Prescription drug overdose deaths rise in Jefferson Co.



The Associated Press

LOUISVILLE - More people in Jefferson County have died from prescription drug overdoses than in homicides this year.

Through July, 28 people died in homicide cases - 36 people died during that period from overdosing on prescription drugs such as OxyContin and hydrocodone.

Taken correctly, the pills are powerful painkillers, but when abused they produce intense rushes that can stop a person's heart.

"Homicides get publicized," said Jefferson County Deputy Coroner R.D. Jones. "Overdoses, whether accident or intentional, they don't get publicized."

Officials with the coroner's office said they've seen an increase in the past two years in deaths from prescription overdoses, though precise numbers for past years aren't available because the office is just now becoming computerized. Statistics for August and September aren't available because toxicology tests have not been completed.

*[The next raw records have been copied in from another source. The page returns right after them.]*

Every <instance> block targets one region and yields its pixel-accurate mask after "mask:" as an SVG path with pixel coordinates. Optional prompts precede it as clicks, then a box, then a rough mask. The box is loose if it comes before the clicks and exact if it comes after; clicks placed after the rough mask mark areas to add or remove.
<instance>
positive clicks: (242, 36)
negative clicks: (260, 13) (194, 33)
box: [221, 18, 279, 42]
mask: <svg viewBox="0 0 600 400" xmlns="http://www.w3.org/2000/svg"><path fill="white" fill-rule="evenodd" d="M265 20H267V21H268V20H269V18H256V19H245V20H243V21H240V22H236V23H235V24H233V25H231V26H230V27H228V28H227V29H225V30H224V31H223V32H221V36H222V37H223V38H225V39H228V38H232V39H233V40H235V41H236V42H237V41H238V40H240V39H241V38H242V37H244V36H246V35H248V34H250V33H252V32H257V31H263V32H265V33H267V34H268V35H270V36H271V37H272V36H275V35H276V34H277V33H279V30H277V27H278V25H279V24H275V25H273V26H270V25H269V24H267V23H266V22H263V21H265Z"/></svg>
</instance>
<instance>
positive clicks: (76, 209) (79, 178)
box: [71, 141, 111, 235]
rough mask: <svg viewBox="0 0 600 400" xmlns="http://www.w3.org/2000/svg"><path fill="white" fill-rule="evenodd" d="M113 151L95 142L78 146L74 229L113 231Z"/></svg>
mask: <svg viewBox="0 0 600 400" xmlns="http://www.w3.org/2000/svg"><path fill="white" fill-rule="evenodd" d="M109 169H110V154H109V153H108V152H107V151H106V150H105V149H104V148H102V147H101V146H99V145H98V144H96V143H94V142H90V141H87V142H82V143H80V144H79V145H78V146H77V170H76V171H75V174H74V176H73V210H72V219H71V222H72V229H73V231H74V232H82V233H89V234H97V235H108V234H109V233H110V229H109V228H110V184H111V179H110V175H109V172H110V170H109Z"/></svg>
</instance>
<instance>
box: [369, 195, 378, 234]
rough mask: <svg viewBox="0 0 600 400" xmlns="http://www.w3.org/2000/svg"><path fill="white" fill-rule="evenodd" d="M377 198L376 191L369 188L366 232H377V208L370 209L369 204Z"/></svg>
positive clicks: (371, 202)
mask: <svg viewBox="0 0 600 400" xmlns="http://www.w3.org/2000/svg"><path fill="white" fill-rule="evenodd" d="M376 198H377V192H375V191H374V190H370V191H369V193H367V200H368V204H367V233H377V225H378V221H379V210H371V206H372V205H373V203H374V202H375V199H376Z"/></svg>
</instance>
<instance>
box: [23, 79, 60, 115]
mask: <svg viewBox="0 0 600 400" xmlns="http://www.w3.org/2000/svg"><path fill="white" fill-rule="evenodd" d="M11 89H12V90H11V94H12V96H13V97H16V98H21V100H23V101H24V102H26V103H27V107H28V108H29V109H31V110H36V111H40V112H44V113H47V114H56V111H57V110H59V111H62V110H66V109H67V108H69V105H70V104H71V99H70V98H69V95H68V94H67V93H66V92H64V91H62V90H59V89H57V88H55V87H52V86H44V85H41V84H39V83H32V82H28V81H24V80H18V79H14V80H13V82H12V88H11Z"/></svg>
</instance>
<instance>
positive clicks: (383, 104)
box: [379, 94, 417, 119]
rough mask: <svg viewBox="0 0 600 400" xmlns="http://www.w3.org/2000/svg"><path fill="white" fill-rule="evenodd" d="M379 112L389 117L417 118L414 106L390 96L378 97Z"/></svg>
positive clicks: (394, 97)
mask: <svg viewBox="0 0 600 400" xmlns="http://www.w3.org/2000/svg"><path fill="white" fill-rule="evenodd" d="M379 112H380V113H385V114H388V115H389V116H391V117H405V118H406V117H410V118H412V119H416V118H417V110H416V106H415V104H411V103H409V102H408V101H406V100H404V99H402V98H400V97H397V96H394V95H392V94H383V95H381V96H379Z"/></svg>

The increase in fatal overdoses highlights a problem police said they've been dealing with for years. And their fear is that until all pharmacists and doctors understand how to recognize and stop prescription drug fraud, the number of overdoses will only grow. The issue made headlines two weeks ago when Oldham County authorities released information about a 19-year-old man who died at a party after taking OxyContin that had been stolen from a Jefferson County pharmacy.

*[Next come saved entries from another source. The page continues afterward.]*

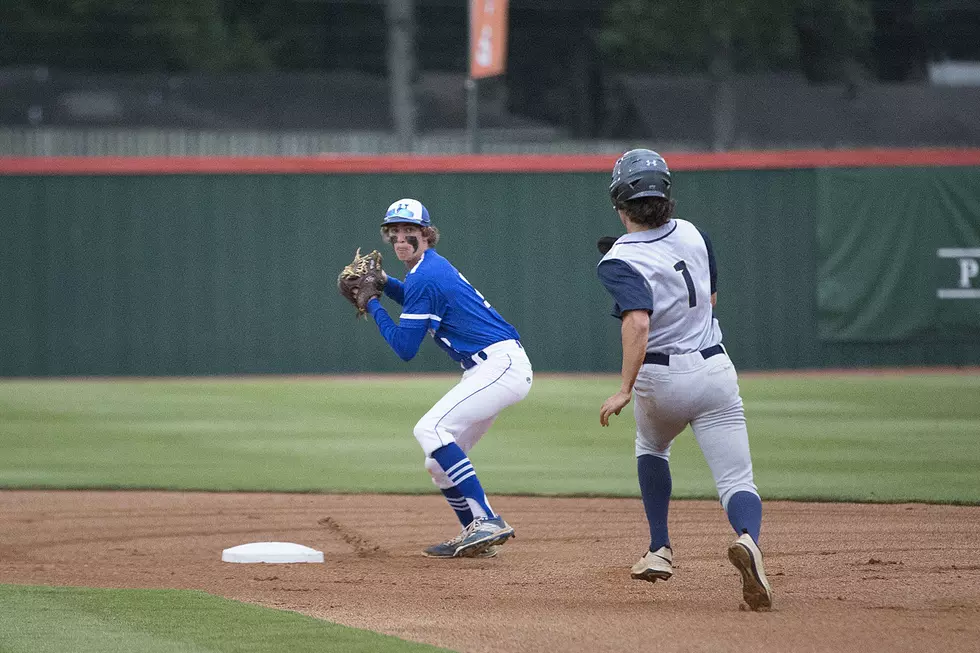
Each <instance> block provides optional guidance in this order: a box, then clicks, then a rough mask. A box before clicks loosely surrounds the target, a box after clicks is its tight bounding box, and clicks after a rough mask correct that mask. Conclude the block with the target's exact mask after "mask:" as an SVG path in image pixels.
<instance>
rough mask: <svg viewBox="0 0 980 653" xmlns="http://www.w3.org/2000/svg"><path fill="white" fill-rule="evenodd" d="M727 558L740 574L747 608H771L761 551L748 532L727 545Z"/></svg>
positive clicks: (757, 608) (755, 608) (743, 591)
mask: <svg viewBox="0 0 980 653" xmlns="http://www.w3.org/2000/svg"><path fill="white" fill-rule="evenodd" d="M728 559H729V560H730V561H731V563H732V564H733V565H735V568H736V569H738V570H739V572H740V573H741V574H742V598H743V599H745V602H746V603H748V604H749V608H750V609H752V610H755V611H756V612H759V611H766V610H769V609H771V608H772V588H771V587H770V586H769V581H768V580H767V579H766V570H765V568H763V566H762V551H760V550H759V547H758V546H757V545H756V543H755V542H754V541H753V540H752V537H751V536H750V535H749V534H748V533H743V534H742V535H739V536H738V539H736V540H735V541H734V542H732V545H731V546H730V547H728Z"/></svg>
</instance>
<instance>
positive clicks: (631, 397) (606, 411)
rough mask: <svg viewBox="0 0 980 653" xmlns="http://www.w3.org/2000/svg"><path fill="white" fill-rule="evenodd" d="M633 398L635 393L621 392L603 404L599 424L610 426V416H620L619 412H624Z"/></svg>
mask: <svg viewBox="0 0 980 653" xmlns="http://www.w3.org/2000/svg"><path fill="white" fill-rule="evenodd" d="M632 398H633V393H631V392H623V391H619V392H617V393H616V394H614V395H613V396H611V397H609V399H606V400H605V401H604V402H602V408H600V409H599V423H600V424H601V425H603V426H609V416H610V415H619V411H621V410H623V408H625V407H626V404H628V403H629V402H630V399H632Z"/></svg>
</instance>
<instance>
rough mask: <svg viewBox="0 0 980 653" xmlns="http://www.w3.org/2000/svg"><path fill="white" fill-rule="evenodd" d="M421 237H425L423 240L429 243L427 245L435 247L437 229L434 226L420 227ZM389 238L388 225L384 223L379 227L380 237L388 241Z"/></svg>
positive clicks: (438, 233) (437, 241) (438, 237)
mask: <svg viewBox="0 0 980 653" xmlns="http://www.w3.org/2000/svg"><path fill="white" fill-rule="evenodd" d="M422 237H423V238H425V242H427V243H429V247H435V246H436V243H438V242H439V230H438V229H436V228H435V227H422ZM389 238H390V236H389V235H388V225H385V226H383V227H381V239H382V240H383V241H385V242H386V243H390V242H391V241H390V240H389Z"/></svg>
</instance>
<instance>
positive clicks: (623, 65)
mask: <svg viewBox="0 0 980 653" xmlns="http://www.w3.org/2000/svg"><path fill="white" fill-rule="evenodd" d="M468 4H469V3H467V2H465V1H464V0H142V1H141V2H132V1H131V0H4V1H3V3H2V4H0V154H17V155H49V154H50V155H57V154H72V155H76V154H124V155H143V154H310V153H320V152H357V153H386V152H415V153H461V152H468V151H476V150H478V151H481V152H507V153H509V152H517V153H520V152H598V153H618V152H621V151H622V150H623V147H624V144H629V143H633V142H636V141H637V140H644V139H646V140H649V139H653V140H655V141H656V143H657V144H658V146H659V148H660V149H662V150H667V151H672V150H686V151H693V152H697V151H724V150H739V149H767V148H852V147H873V146H887V147H910V146H911V147H922V146H980V110H978V109H980V0H823V1H817V0H742V1H740V2H737V3H731V2H721V1H718V0H657V1H654V0H511V1H510V3H509V18H508V20H507V28H508V32H509V33H508V38H507V39H506V52H505V53H504V54H505V56H506V65H505V70H504V71H503V74H500V75H495V76H491V77H488V78H486V79H483V80H481V83H480V84H479V87H478V88H477V89H476V91H475V93H476V95H477V100H478V102H477V103H476V112H477V113H476V117H475V118H474V117H472V116H469V115H468V110H471V109H472V107H468V104H467V100H468V98H467V77H468V66H469V61H468V54H467V53H468V47H467V31H468V30H467V26H468ZM489 4H493V3H492V2H491V3H489ZM477 121H478V122H477ZM474 124H478V125H479V131H478V134H479V137H478V138H473V133H472V132H468V131H467V129H468V127H471V126H472V125H474Z"/></svg>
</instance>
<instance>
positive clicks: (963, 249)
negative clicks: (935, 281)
mask: <svg viewBox="0 0 980 653" xmlns="http://www.w3.org/2000/svg"><path fill="white" fill-rule="evenodd" d="M936 255H937V256H938V257H939V258H941V259H955V260H956V263H957V265H956V268H954V270H955V277H954V279H955V282H956V285H955V287H953V288H940V289H938V290H937V291H936V296H937V297H939V299H980V247H973V248H956V247H943V248H940V249H939V250H938V251H937V252H936Z"/></svg>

"How many more deaths do we have to have?" said Sgt. Bill Stivers, who oversees the Louisville Metro Police drug diversion unit. "Isn't one too many? These aren't just pills, these are controlled substances killing people."

So far this year, Stivers' squad has arrested more than 215 people on charges related to prescription drug fraud, accusing them of posing as doctors, burglarizing pharmacies and stealing prescription forms. To stem the illegal use of prescription drugs, Louisville police said they must couple enforcement with education on what pharmacists and physicians should look for to recognize drug fraud.